Nearly five inches of rain fell on Fairfax County Monday morning – nearly a month’s worth of rain in just a few hours, overwhelming numerous parts of our public infrastructure. Many of the more than 1,650 construction sites in Fairfax have struggled to contain the massive amount of water and run-off that was a consequence of this deluge.
Inspectors from the Site Development and Inspections Division (SDID) of Land Development Services (LDS) monitor each construction site in the county. When construction disturbs the ground, it is much more susceptible to eroding. Rainfall loosens the soil further and can carry it with the runoff to adjacent properties or streams.
LDS is committed to protecting communities and the environment from excessive run-off. If you observe a construction site that seems to have malfunctioning erosion and sedimentation controls, please submit your concern online via the Site Construction Hotline Submission Form or call 703-324-7470, TTY 711.
The Fairfax County Erosion and Sediment Control Law requires that anyone who disturbs more than 2,500 square feet of land must prepare an erosion and sediment control plan to protect communities and local waterways from the impacts of construction. This is a state-mandated program that is enforced by localities.

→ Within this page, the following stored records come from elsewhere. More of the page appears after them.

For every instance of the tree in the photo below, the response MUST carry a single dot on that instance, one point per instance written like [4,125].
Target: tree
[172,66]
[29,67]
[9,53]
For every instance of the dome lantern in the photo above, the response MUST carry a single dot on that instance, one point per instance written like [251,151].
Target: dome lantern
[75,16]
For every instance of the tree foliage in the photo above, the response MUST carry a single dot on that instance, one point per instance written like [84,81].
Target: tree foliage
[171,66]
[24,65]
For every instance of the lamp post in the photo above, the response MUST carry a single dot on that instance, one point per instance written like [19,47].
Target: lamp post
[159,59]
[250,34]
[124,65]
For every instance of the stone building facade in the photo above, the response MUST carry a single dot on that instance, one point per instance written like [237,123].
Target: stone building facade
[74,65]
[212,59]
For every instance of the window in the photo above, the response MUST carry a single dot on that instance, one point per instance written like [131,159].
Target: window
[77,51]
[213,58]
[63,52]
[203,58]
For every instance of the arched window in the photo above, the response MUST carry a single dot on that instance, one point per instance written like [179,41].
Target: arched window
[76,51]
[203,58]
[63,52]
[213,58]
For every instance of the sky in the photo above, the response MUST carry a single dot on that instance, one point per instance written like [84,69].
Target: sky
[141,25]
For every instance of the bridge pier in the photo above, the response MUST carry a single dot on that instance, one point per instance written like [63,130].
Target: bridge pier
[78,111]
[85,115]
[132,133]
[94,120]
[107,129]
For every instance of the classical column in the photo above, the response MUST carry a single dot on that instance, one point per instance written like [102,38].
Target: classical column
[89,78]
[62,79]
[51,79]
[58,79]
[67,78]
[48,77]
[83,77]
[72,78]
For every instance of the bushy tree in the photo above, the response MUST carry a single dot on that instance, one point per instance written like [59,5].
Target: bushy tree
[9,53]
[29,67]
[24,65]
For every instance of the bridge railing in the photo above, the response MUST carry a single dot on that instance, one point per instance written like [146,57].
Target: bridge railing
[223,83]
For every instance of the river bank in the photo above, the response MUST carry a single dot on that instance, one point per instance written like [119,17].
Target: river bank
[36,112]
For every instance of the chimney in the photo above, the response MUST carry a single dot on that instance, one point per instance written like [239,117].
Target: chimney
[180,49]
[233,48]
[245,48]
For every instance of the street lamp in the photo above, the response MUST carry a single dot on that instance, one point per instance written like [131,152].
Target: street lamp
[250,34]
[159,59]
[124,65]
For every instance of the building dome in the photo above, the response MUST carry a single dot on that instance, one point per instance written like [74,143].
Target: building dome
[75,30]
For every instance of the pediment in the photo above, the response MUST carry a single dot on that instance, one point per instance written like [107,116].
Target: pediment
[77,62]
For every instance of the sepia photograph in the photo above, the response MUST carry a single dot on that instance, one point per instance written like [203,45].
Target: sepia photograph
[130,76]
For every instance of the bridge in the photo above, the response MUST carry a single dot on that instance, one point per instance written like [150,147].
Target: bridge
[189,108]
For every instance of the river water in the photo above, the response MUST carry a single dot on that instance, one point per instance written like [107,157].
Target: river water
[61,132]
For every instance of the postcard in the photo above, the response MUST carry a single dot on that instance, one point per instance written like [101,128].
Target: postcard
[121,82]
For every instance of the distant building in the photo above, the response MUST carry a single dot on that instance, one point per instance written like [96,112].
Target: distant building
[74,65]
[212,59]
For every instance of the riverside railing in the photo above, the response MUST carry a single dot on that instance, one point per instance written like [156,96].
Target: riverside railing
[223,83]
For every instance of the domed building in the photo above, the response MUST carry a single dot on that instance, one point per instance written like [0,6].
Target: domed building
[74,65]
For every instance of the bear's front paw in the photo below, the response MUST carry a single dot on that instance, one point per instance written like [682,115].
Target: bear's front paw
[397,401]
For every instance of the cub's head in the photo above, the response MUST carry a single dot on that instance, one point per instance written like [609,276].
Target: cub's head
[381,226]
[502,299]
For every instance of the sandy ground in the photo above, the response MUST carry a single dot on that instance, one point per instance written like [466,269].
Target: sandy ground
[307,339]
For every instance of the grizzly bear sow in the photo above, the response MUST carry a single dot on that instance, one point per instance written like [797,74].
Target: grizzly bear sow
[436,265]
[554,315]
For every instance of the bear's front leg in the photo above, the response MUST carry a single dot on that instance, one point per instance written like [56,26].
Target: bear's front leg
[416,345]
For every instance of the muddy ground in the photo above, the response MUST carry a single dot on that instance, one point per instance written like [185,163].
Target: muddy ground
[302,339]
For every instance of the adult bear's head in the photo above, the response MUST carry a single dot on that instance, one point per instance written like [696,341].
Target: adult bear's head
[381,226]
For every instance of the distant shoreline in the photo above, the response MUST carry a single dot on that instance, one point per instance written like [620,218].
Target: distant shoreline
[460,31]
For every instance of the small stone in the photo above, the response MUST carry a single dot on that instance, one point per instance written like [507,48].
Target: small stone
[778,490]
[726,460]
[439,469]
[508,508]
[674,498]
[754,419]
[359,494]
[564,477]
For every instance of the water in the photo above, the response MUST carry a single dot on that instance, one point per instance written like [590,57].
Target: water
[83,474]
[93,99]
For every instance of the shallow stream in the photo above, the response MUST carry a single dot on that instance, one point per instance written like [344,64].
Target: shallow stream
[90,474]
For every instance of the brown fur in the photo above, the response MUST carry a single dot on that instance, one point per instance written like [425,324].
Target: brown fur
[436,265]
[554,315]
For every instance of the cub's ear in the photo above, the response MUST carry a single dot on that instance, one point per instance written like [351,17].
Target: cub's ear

After a rain event, the contractor on the site is responsible for repairing and replacing any damaged controls, such as broken silt fencing or clogged sediment traps. SDID conducts a series of on-site inspections to make sure construction is moving ahead correctly and the erosion and sediment controls are working properly. Inspectors will also visit the site after a significant rainfall event to make sure the contractor is maintaining the controls in compliance with regulations.